Clare Carney

Personal information
- Full name: Clare Carney

Sport
- Country: Great Britain

Medal record
Women's Triathlon
Representing Australia
ITU World Championship
| Gold medal – first place | 1994 Wellington | Junior Women |

= Clare Carney =

British triathlete

Clare Carney is a British-born former professional triathlete and the 1994 ITU Junior Triathlon World Champion, who competed originally for Australia before transferring her registration to compete for Great Britain.

==Personal life==
Carney was born in England and is the younger sister of fellow former professional triathlete Emma Carney. They also had an older sister, Jane, who died of cancer in 2006.

In 2013 Clare suffered a cardiac arrest whilst swimming at Melbourne Sports and Aquatic Centre and survived due to timely intervention by poolside medical assistance and CPR. Her sister Emma also similarly suffered heart problems in the past which put an end to her professional triathlon career in 2004.

==Triathlon career==
Clare originally competed internationally for Australia, before switching registrations to compete for Great Britain from 1998 onwards.

===Competing for Australia===

Clare's first professional race was in 1994, when she took gold in the Juniors at the Wellington ITU Triathlon World Championships.
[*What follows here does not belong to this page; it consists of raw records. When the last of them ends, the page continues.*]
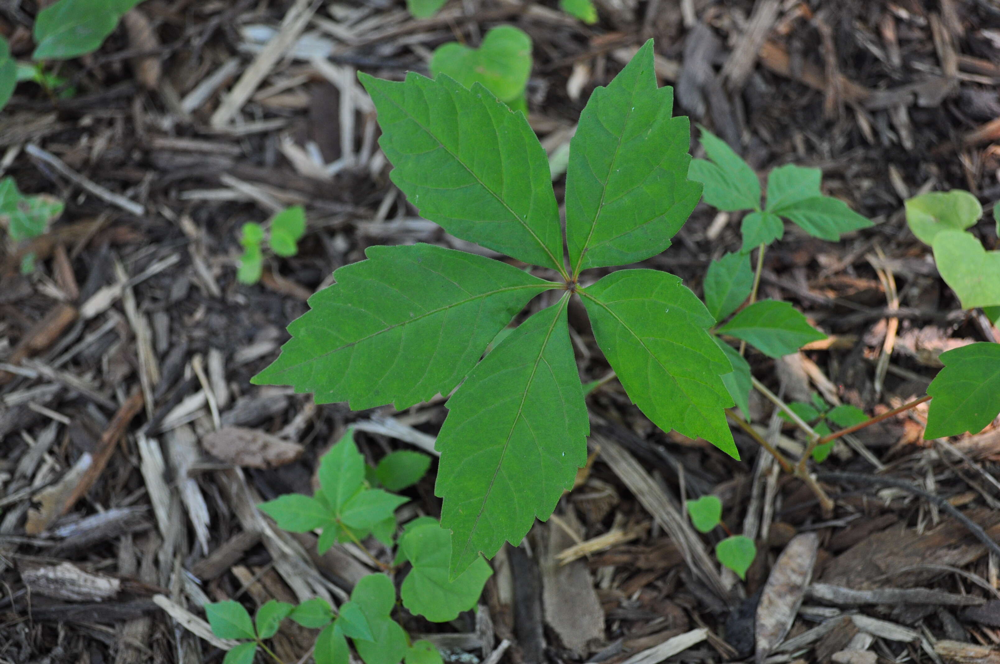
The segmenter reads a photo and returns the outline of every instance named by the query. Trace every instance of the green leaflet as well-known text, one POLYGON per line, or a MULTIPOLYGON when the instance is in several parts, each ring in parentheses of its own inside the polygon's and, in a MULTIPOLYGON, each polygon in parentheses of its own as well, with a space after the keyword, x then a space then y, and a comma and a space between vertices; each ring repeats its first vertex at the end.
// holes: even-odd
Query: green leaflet
POLYGON ((771 212, 751 212, 740 222, 743 246, 740 252, 749 253, 762 244, 771 244, 785 235, 785 224, 781 217, 771 212))
POLYGON ((736 311, 753 289, 748 254, 726 254, 712 261, 705 273, 705 306, 719 322, 736 311))
POLYGON ((686 117, 657 88, 649 40, 607 88, 594 90, 570 142, 566 243, 574 274, 662 252, 698 203, 684 177, 686 117))
POLYGON ((844 201, 817 196, 796 201, 779 212, 813 237, 836 242, 844 233, 868 228, 872 222, 847 207, 844 201))
POLYGON ((932 191, 908 198, 906 224, 924 244, 934 244, 938 231, 964 231, 983 216, 979 199, 967 191, 932 191))
POLYGON ((944 368, 927 387, 924 438, 978 433, 1000 413, 1000 344, 975 343, 941 353, 944 368))
POLYGON ((141 0, 59 0, 35 18, 33 60, 66 60, 97 50, 141 0))
POLYGON ((720 210, 760 209, 760 181, 754 170, 724 140, 701 129, 709 159, 693 159, 688 177, 705 186, 705 202, 720 210))
POLYGON ((700 533, 712 532, 722 519, 722 501, 716 496, 702 496, 687 501, 691 525, 700 533))
POLYGON ((750 380, 750 365, 732 346, 719 337, 714 337, 714 339, 722 352, 726 354, 729 364, 733 366, 732 372, 722 374, 722 384, 726 386, 729 396, 743 411, 743 417, 750 419, 750 389, 753 387, 750 380))
POLYGON ((406 9, 414 18, 430 18, 444 7, 448 0, 406 0, 406 9))
POLYGON ((434 49, 430 70, 434 78, 444 74, 466 88, 481 83, 500 101, 527 113, 524 88, 531 75, 531 37, 512 25, 501 25, 486 33, 479 48, 442 44, 434 49))
POLYGON ((597 23, 597 8, 590 0, 559 0, 559 9, 587 25, 597 23))
POLYGON ((368 619, 372 639, 354 639, 354 648, 365 664, 399 664, 406 655, 408 637, 389 617, 396 603, 396 589, 385 574, 362 577, 351 591, 351 600, 368 619))
POLYGON ((794 203, 822 196, 819 185, 823 172, 818 168, 803 168, 786 164, 773 169, 767 175, 768 212, 780 211, 794 203))
POLYGON ((581 291, 597 345, 625 392, 664 431, 704 438, 739 458, 720 376, 732 367, 706 332, 715 322, 672 274, 612 272, 581 291))
POLYGON ((790 355, 810 341, 826 339, 792 305, 777 300, 755 302, 719 332, 742 339, 773 358, 790 355))
POLYGON ((567 297, 526 320, 469 374, 438 434, 435 492, 451 576, 546 519, 587 456, 590 429, 567 297))
POLYGON ((448 622, 476 605, 493 570, 482 558, 454 579, 449 577, 451 537, 436 523, 414 528, 402 541, 413 565, 400 588, 403 606, 432 622, 448 622))
POLYGON ((378 110, 390 177, 423 217, 463 240, 564 269, 548 159, 524 115, 447 75, 358 77, 378 110))
POLYGON ((317 403, 397 409, 448 394, 549 282, 433 245, 369 247, 288 326, 292 339, 253 382, 291 384, 317 403), (462 334, 456 334, 462 330, 462 334))
POLYGON ((986 251, 971 233, 941 230, 934 235, 934 262, 963 309, 1000 305, 1000 251, 986 251))

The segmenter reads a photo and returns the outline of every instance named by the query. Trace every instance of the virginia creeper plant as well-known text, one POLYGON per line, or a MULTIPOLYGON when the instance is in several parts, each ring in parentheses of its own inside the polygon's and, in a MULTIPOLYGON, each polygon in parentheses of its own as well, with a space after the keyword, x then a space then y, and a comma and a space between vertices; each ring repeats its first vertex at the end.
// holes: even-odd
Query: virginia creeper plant
MULTIPOLYGON (((583 303, 626 393, 657 426, 704 438, 735 457, 727 409, 736 404, 745 416, 754 387, 807 432, 798 463, 736 411, 729 416, 823 495, 808 472, 814 450, 876 420, 823 436, 757 381, 743 357, 747 344, 777 358, 824 338, 788 303, 756 301, 764 250, 782 237, 784 221, 830 241, 870 225, 822 195, 818 169, 774 169, 762 204, 753 169, 709 132, 703 130, 702 145, 710 160, 692 161, 687 118, 672 117, 672 90, 657 87, 647 42, 608 87, 594 90, 580 116, 570 144, 564 234, 545 153, 522 113, 482 84, 466 88, 444 73, 360 79, 378 111, 392 181, 423 217, 513 261, 426 244, 370 247, 367 260, 337 270, 336 283, 310 299, 311 310, 289 326, 292 338, 280 357, 254 382, 292 385, 318 403, 347 401, 356 410, 403 410, 451 395, 436 444, 435 488, 443 499, 441 527, 451 531, 450 578, 505 540, 520 542, 535 518, 548 518, 585 462, 589 422, 566 314, 572 297, 583 303), (749 212, 742 252, 709 268, 705 303, 666 272, 608 274, 669 247, 703 190, 711 205, 749 212), (532 266, 556 278, 535 276, 532 266), (601 272, 591 276, 593 269, 601 272), (538 296, 535 312, 483 357, 538 296), (739 349, 725 338, 739 341, 739 349)), ((958 367, 969 352, 941 356, 947 366, 931 394, 967 375, 958 367)), ((980 357, 977 370, 992 366, 990 380, 1000 381, 1000 353, 991 361, 980 357)), ((988 377, 978 376, 976 385, 980 378, 988 377)), ((1000 410, 996 389, 966 386, 954 394, 961 404, 951 415, 932 405, 929 435, 981 428, 1000 410)), ((745 558, 745 547, 738 553, 745 558)))
POLYGON ((409 567, 399 591, 402 605, 432 622, 448 622, 476 605, 492 571, 479 558, 450 578, 451 541, 437 519, 417 517, 402 528, 397 524, 396 508, 408 499, 390 490, 415 484, 429 467, 430 457, 408 450, 392 452, 376 466, 369 466, 348 430, 320 459, 319 489, 314 495, 287 494, 260 505, 280 528, 297 533, 319 531, 319 553, 338 542, 360 544, 374 535, 387 547, 395 547, 396 554, 391 565, 373 560, 383 573, 363 577, 350 601, 336 609, 318 598, 298 606, 272 600, 251 620, 239 602, 206 606, 216 636, 241 641, 228 651, 225 664, 250 664, 258 649, 280 662, 266 641, 286 618, 322 630, 313 651, 316 664, 348 664, 348 639, 365 664, 398 664, 404 658, 407 664, 441 664, 433 644, 411 644, 410 637, 392 619, 397 604, 392 578, 409 567))

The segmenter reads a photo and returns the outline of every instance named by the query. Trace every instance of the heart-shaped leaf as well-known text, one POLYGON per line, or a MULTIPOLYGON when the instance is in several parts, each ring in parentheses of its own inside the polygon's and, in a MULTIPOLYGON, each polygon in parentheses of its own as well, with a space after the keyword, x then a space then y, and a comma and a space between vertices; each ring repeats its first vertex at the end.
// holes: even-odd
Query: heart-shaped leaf
POLYGON ((479 48, 458 42, 443 44, 431 57, 431 75, 452 77, 466 88, 474 83, 515 110, 526 110, 524 86, 531 74, 531 37, 510 25, 493 28, 479 48))
POLYGON ((983 206, 967 191, 932 191, 905 203, 906 223, 917 239, 934 244, 939 231, 964 231, 983 216, 983 206))
POLYGON ((938 272, 964 309, 1000 304, 1000 251, 986 251, 971 233, 952 230, 939 231, 933 247, 938 272))

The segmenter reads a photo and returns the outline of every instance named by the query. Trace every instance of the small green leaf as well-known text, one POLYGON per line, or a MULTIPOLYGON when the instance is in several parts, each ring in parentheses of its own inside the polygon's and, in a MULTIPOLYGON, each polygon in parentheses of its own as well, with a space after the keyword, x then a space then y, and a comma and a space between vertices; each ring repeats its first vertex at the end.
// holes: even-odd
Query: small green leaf
POLYGON ((335 625, 327 625, 316 637, 313 658, 316 664, 349 664, 351 652, 343 632, 335 625))
POLYGON ((865 411, 861 410, 857 406, 845 403, 831 409, 830 412, 826 414, 826 419, 830 420, 838 427, 846 429, 847 427, 853 427, 855 424, 867 422, 868 416, 865 415, 865 411))
POLYGON ((306 232, 306 211, 301 205, 282 210, 271 218, 271 249, 279 256, 299 252, 299 239, 306 232))
POLYGON ((330 501, 330 509, 340 514, 352 497, 357 495, 365 479, 365 458, 354 443, 354 429, 343 437, 319 460, 319 486, 330 501))
POLYGON ((511 104, 524 98, 531 75, 531 37, 512 25, 501 25, 486 33, 479 48, 458 42, 438 46, 430 70, 434 78, 444 74, 470 90, 480 83, 497 99, 511 104))
POLYGON ((767 175, 768 212, 781 214, 781 210, 793 203, 822 196, 820 182, 823 172, 818 168, 802 168, 786 164, 773 169, 767 175))
POLYGON ((351 592, 371 626, 372 640, 355 640, 354 648, 365 664, 399 664, 406 655, 409 639, 403 628, 389 617, 396 602, 396 590, 385 574, 362 577, 351 592))
POLYGON ((368 624, 368 617, 361 607, 354 602, 344 602, 340 605, 337 615, 337 625, 344 636, 362 641, 374 641, 372 627, 368 624))
POLYGON ((694 293, 657 270, 619 270, 580 292, 597 345, 646 417, 738 458, 723 410, 733 405, 721 378, 732 365, 694 293))
POLYGON ((406 9, 413 18, 430 18, 444 7, 448 0, 406 0, 406 9))
POLYGON ((844 233, 868 228, 872 222, 847 207, 847 203, 830 196, 816 196, 795 201, 778 214, 813 237, 837 242, 844 233))
POLYGON ((7 40, 0 37, 0 109, 7 105, 17 85, 17 61, 10 57, 7 40))
POLYGON ((570 141, 566 246, 574 274, 654 256, 698 204, 684 177, 690 129, 658 88, 647 41, 607 88, 596 88, 570 141))
POLYGON ((687 508, 691 516, 691 525, 698 532, 712 532, 722 519, 722 501, 712 495, 687 501, 687 508))
POLYGON ((451 575, 521 541, 586 463, 590 429, 567 297, 531 316, 469 374, 438 434, 435 493, 451 529, 451 575), (488 404, 488 407, 484 407, 488 404))
POLYGON ((444 664, 437 646, 430 641, 417 641, 406 651, 406 664, 444 664))
MULTIPOLYGON (((798 415, 807 424, 813 420, 818 420, 820 413, 818 410, 813 408, 810 404, 804 403, 802 401, 793 401, 788 404, 788 410, 792 411, 798 415)), ((783 410, 778 411, 778 416, 786 422, 794 422, 792 417, 783 410)))
POLYGON ((350 528, 371 530, 379 521, 392 516, 396 508, 410 499, 382 489, 362 491, 344 504, 340 520, 350 528))
POLYGON ((757 547, 753 540, 744 535, 727 537, 715 546, 715 556, 719 562, 736 572, 744 580, 756 555, 757 547))
POLYGON ((448 622, 476 605, 483 585, 493 570, 477 558, 467 570, 451 579, 451 538, 437 524, 427 524, 408 532, 402 541, 406 557, 413 565, 400 588, 403 606, 431 622, 448 622))
POLYGON ((705 306, 716 322, 736 311, 753 288, 748 254, 726 254, 712 261, 705 273, 705 306))
POLYGON ((333 620, 333 611, 325 599, 316 597, 302 602, 288 614, 288 617, 309 629, 319 629, 333 620))
POLYGON ((309 298, 311 311, 288 326, 291 341, 252 382, 291 384, 314 392, 317 403, 402 410, 450 393, 497 332, 553 286, 500 261, 429 244, 366 254, 309 298))
POLYGON ((787 302, 761 300, 733 316, 719 332, 742 339, 773 358, 790 355, 826 335, 787 302))
POLYGON ((924 438, 978 433, 1000 413, 1000 344, 974 343, 941 353, 944 368, 927 387, 924 438))
POLYGON ((983 216, 979 199, 967 191, 932 191, 907 199, 906 223, 917 239, 934 244, 939 231, 964 231, 983 216))
POLYGON ((934 236, 934 261, 963 309, 1000 305, 1000 251, 986 251, 971 233, 942 230, 934 236))
POLYGON ((281 621, 287 618, 295 606, 288 602, 279 602, 272 599, 265 602, 257 609, 257 636, 262 639, 269 639, 278 633, 281 621))
POLYGON ((241 284, 253 286, 260 281, 264 273, 264 254, 260 250, 260 245, 248 245, 243 248, 243 255, 240 256, 240 265, 236 270, 236 280, 241 284))
POLYGON ((750 253, 760 245, 768 245, 785 236, 785 224, 771 212, 751 212, 740 223, 743 246, 740 252, 750 253))
POLYGON ((750 380, 750 365, 742 355, 736 352, 735 348, 719 337, 713 337, 713 339, 722 352, 726 354, 726 358, 733 367, 731 373, 722 374, 722 384, 726 386, 729 396, 743 412, 743 417, 749 419, 750 390, 753 387, 753 381, 750 380))
POLYGON ((205 605, 212 633, 221 639, 256 639, 250 614, 239 602, 227 600, 205 605))
POLYGON ((426 454, 398 450, 382 457, 375 468, 375 477, 389 491, 401 491, 420 481, 430 467, 431 458, 426 454))
POLYGON ((222 664, 253 664, 253 658, 257 656, 257 644, 241 643, 232 650, 226 652, 222 658, 222 664))
POLYGON ((141 0, 59 0, 35 17, 33 60, 67 60, 96 51, 141 0))
POLYGON ((278 523, 278 527, 293 533, 307 533, 333 521, 321 502, 301 493, 288 493, 257 506, 278 523))
POLYGON ((559 9, 587 25, 597 23, 597 9, 590 0, 559 0, 559 9))
POLYGON ((712 161, 694 159, 688 177, 705 186, 705 202, 720 210, 759 210, 760 180, 724 140, 701 129, 701 145, 712 161))

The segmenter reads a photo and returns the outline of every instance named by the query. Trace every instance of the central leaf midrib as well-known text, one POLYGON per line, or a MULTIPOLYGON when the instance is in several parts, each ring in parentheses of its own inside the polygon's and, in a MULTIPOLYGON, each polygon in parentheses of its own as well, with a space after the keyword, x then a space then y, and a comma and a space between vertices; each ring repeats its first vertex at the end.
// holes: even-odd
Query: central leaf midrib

Her sister Emma took the Elite women's title at the same competition.

She followed this up with a silver at the Gamagori ITU Triathlon World Cup in 1995, a 7th-place finish at the Sydney ITU World Cup and 10th place at Cancun, behind the winner Karen Smyers of the United States and Emma in 7th place.

She contested the 1997 ITU Duathlon World Championships in Guernica, coming 4th before transferring to compete for Great Britain.

===Competing for Great Britain===
Clare's first race as a British athlete was at the Ishigaki ITU Triathlon World Cup in 1998, following this with races at Cancun (1998), Ishigaki (1999), Gamagori (1999) and Sydney (1999) but she failed to reproduce the results achieved as an Australian-registered athlete.